Mozzarella in carrozza

Su di lei non si discute: è la dama del regno degli antipasti, la signora del cibo di strada. La mozzarella in carrozza è un piatto il cui solo sguardo ti fa venire l’acquolina in bocca. Non per niente è uno dei cicchetti più amati
Preparazione: 20 min
Cottura: 20 min
Dosi per: 8 persone

Ingredienti

Farina 00, 200 gr
Uovo, 1
Latte, ½ bicchiere
Acqua Frizzante, ½ bicchiere
Lievito di Birra, 20 gr
Sale e Pepe, q.b.
Pane Carrè, 8 fette
Mozzarella, 8 fette
Prosciutto cotto o acciughe, 4
Olio d'Oliva, q.b.

Preparazione

Quella che vi proponiamo qui è la versione veneziana della mozzarella in carrozza.

  • Prepariamo prima di tutto la pastella: sbattete l’uovo e mescolatelo con acqua, latte, lievito, sale, pepe e farina. Il risultato deve essere una pastella senza grumi. Lasciatela poi lievitare per circa un’ora.
  • Nel frattempo preparate le mozzarelle: tagliate a metà le fette di pane da tramezzini, adagiate su ciascuna una fetta di mozzarella.
  • Su metà delle fette, poi, mettete il prosciutto o un’acciuga. Chiudete le mozzarelle, passatele nella pastella e friggete in abbondante olio bollente.
  • Quando saranno ben dorate da entrambe le parti, saranno pronte per essere divorate senza pietà. Buon appetito, e ricordatevi che le trovate anche sul nostro banco dei cicchetti, calde e filanti!

A Napoli le mozzarelle in carrozza contengono solo pane e mozzarella, a Venezia potete trovare anche acciughe o prosciutto cotto.

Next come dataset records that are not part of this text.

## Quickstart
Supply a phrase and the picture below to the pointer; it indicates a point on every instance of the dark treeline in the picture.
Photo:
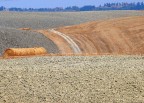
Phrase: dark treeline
(106, 6)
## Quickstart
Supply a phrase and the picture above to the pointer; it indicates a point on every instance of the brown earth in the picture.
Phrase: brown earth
(116, 36)
(59, 41)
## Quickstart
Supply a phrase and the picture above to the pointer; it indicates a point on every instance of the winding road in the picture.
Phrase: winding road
(73, 45)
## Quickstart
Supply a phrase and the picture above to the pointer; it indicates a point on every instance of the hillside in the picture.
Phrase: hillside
(38, 20)
(114, 36)
(12, 38)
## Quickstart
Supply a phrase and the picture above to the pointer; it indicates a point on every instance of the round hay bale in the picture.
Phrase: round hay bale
(25, 28)
(24, 52)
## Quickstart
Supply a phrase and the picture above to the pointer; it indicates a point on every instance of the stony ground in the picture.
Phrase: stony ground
(79, 79)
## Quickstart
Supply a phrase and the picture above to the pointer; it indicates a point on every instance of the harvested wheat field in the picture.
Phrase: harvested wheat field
(72, 79)
(114, 36)
(12, 38)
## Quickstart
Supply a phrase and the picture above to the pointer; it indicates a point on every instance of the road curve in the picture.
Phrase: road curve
(73, 45)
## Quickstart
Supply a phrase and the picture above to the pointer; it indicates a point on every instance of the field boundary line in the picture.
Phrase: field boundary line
(73, 45)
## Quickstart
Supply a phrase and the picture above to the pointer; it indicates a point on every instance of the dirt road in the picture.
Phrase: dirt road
(73, 45)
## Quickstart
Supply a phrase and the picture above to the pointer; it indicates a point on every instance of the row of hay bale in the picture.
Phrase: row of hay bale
(15, 52)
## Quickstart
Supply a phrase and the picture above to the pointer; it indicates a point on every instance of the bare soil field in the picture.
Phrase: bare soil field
(72, 79)
(12, 38)
(114, 36)
(57, 19)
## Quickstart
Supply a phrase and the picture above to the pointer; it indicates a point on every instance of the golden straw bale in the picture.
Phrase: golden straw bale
(25, 28)
(24, 51)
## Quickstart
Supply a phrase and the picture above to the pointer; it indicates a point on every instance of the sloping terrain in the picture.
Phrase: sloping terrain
(115, 36)
(12, 38)
(57, 19)
(72, 79)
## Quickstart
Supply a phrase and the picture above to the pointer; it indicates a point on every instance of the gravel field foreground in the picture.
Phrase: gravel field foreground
(77, 79)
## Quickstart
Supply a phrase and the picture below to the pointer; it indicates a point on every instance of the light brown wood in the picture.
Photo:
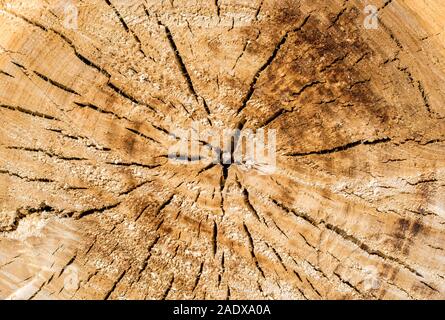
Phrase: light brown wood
(92, 208)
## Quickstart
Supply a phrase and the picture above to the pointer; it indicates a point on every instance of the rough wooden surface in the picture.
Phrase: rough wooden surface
(91, 208)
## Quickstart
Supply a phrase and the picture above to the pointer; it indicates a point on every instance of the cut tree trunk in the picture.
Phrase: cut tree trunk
(92, 93)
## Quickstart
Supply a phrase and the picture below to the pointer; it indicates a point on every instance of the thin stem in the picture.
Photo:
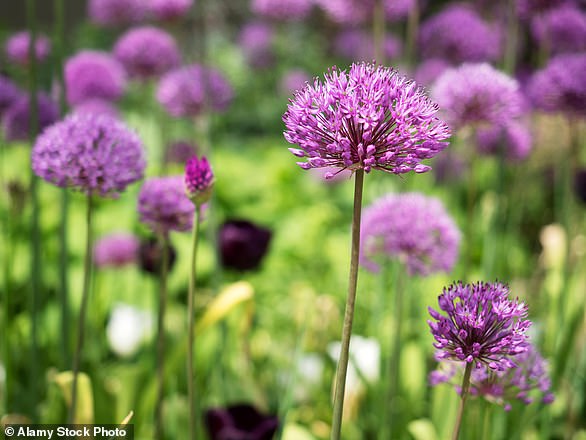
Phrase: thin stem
(190, 325)
(340, 383)
(464, 395)
(87, 266)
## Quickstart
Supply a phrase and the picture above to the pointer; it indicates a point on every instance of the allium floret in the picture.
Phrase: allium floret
(368, 118)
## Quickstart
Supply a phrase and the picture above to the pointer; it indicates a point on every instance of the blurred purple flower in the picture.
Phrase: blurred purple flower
(93, 75)
(16, 118)
(368, 118)
(146, 52)
(116, 250)
(183, 91)
(93, 153)
(243, 244)
(240, 422)
(17, 48)
(459, 34)
(413, 228)
(482, 325)
(163, 205)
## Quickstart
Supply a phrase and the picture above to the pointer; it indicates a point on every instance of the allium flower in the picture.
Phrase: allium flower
(561, 85)
(17, 48)
(478, 94)
(93, 153)
(16, 118)
(93, 75)
(116, 250)
(412, 227)
(239, 422)
(166, 10)
(163, 205)
(368, 118)
(243, 244)
(146, 52)
(282, 9)
(199, 180)
(561, 30)
(117, 12)
(183, 91)
(482, 325)
(459, 34)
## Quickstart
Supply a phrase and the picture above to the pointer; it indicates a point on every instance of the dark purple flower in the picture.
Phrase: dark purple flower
(17, 48)
(93, 153)
(163, 205)
(413, 228)
(243, 244)
(184, 91)
(240, 422)
(146, 52)
(368, 118)
(93, 75)
(16, 118)
(482, 325)
(116, 250)
(459, 34)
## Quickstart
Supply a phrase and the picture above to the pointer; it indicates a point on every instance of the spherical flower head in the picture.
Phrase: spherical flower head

Nella ricetta partenopea si usa pane raffermo, in quella veneziana pane da tramezzini o pan carré. In Campania si passa il “panino” con la mozzarella nella farina, poi nell’uovo; a Venezia s’intinge il tutto in una pastella. In entrambi i casi, si frigge allegramente.

Da dove vengono le mozzarelle in carrozza?

A Venezia, le mozzarelle in carrozza sono un prodotto d’importazione. Dovete sapere, infatti, che questi antipasti fritti vengono da Napoli. Ma Venezia c’ha aggiunto il suo tocco personale, che le ha rese ancora più irresistibili. Quindi è difficile che manchino, in un bacaro veneziano. Sembra che siano nate all’inizio dell’Ottocento e, come anche molti piatti della tradizione veneziana, si trattava di una soluzione di recupero. Per poter mangiare anche il pane raffermo e la mozzarella non più fresca, infatti, i napoletani hanno pensato di friggerli assieme.